What is in this article?:
- Competition by other countries may alter U.S. corn planning
- Other countries major players
- Large exports increase?
“There has been a pretty dramatic change in the U.S. share of global corn exports, each year going back to the mid-1990s," says John Anderson, American Farm Bureau Federation deputy chief economist. "As recently as 2007, we had almost two-thirds of corn exports globally; last year, we had 20 percent. There are now a lot more people playing in that market — more people we’ve got to compete with, more people who aren’t going to stop growing corn just because we have a good U.S. crop. And I think that’s the long-term challenge we’re going to have to face."
JOHN ANDERSON, second from right, American Farm Bureau Federation, Washington, visits with Neal Huskison, from left, Pontotoc County Farm Bureau; Donald Gant, Bolivar County Farm Bureau; and Tripp Thomas, Panola County Farm Bureau, at the Mississippi Farm Bureau Federation’s annual meeting.
Large exports increase?
USDA’s estimate for corn exports is “really interesting,” Anderson says — going from about 700 million bushels last year to nearly double that in this marketing year. That’s a big jump; in historic terms, it’s a huge change. The question: Is it realistic that we’ll see that big a change in exports in a year’s time?
“Certainly, that number can change fast. But, we have to consider that while U.S. supply has been tight, other countries have stepped in and have been meeting export market needs. Can we get that much share back from them in a year’s time? Historically, it’s not a huge level of exports, and it’s probably doable — but we’d have to be pretty aggressive to do it.
The bottom line for corn: If we get to a 14.6 percent stocks-to-use number at the end of the marketing year, that’s going to put more pressure on prices than we’ve seen in the last two or three years. It’s been a while since we’ve seen that level of carryover — nearly a doubling of where we were a year ago — and I think USDA’s pretty much in the ballpark with their $4.50 market year average price estimate.”
The overriding question with the corn outlook, Anderson says, is, “Do these numbers seem realistic? Can we see feed numbers and export numbers increase that much from last year to this year? Historically, going back to the mid-1970s, there have been only two other times when we had that big an increase in year-over-year corn use.
“Can the market really do that? Can it support that big an increase in corn use in a year’s time? Looking at the charts, it seems unrealistic. We’re talking about a pretty heavy lift for the market to move use that much.”
But, he says, reducing numbers for some of the use categories “would give us an even bigger carryover than is being projected. There is only one other time we’ve seen as big a percentage change in carryover as we’re calling for this year.

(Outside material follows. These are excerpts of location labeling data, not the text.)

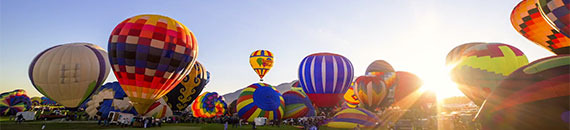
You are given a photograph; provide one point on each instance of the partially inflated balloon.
(528, 21)
(483, 66)
(109, 98)
(353, 117)
(557, 13)
(536, 96)
(370, 90)
(69, 73)
(150, 55)
(186, 91)
(297, 104)
(208, 105)
(13, 102)
(159, 109)
(325, 77)
(350, 98)
(260, 100)
(408, 83)
(261, 61)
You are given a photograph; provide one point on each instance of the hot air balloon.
(297, 104)
(150, 55)
(386, 73)
(483, 66)
(350, 98)
(260, 100)
(261, 61)
(528, 21)
(325, 77)
(557, 13)
(353, 117)
(408, 83)
(191, 86)
(535, 96)
(159, 109)
(109, 98)
(14, 101)
(36, 101)
(370, 90)
(69, 73)
(208, 105)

“We’re pretty much in a situation that either we’re going to see a really big run-up in corn use to take some of this big crop off the market, or we’re going to see an unprecedentedly big increase in carryover.
“Looking at USDA’s balance sheets, I think they’re saying we’ll have a historically big increase in corn use and a historically big increase in carryover. But changing either number much would put us in uncharted territory in terms of increase in total use or carryover. We’re starting with a pretty low level of carryover, so it’s hard for me to see carryover change much more.”
The market, Anderson says, “obviously is taking note of all this. If we look at the Dec. 13 corn contract or the Sept. 2014 contract, a lot of the really strong support we’ve had for price the last two years has eased. That doesn’t mean we’re going to go back to loan rate corn, but there’s still a pretty big difference between $7.50 corn and $4.50 corn.”
Of the three global food grains — corn, wheat, and rice — held by major exporters, “Corn stocks are expected to be at highest level in a long time,” Anderson says. “The same is true for milled rice. Wheat is the one crop that has tightened up in the last few years.
“Compared to three years ago, it has tightened quite a bit, and that’s something to keep an eye on in terms of factors that can support the market. We’re not to the point anyone is panicking about wheat availability, but were we to have one more short crop in a major producing country, we could see the wheat market start to get excited in a fairly short time.
“On the other hand, if there are no production disruptions, I think wheat stocks will grow fairly rapidly over the next year or two. But because we don’t have huge wheat stocks, we do need to watch it as a source of potential price support.”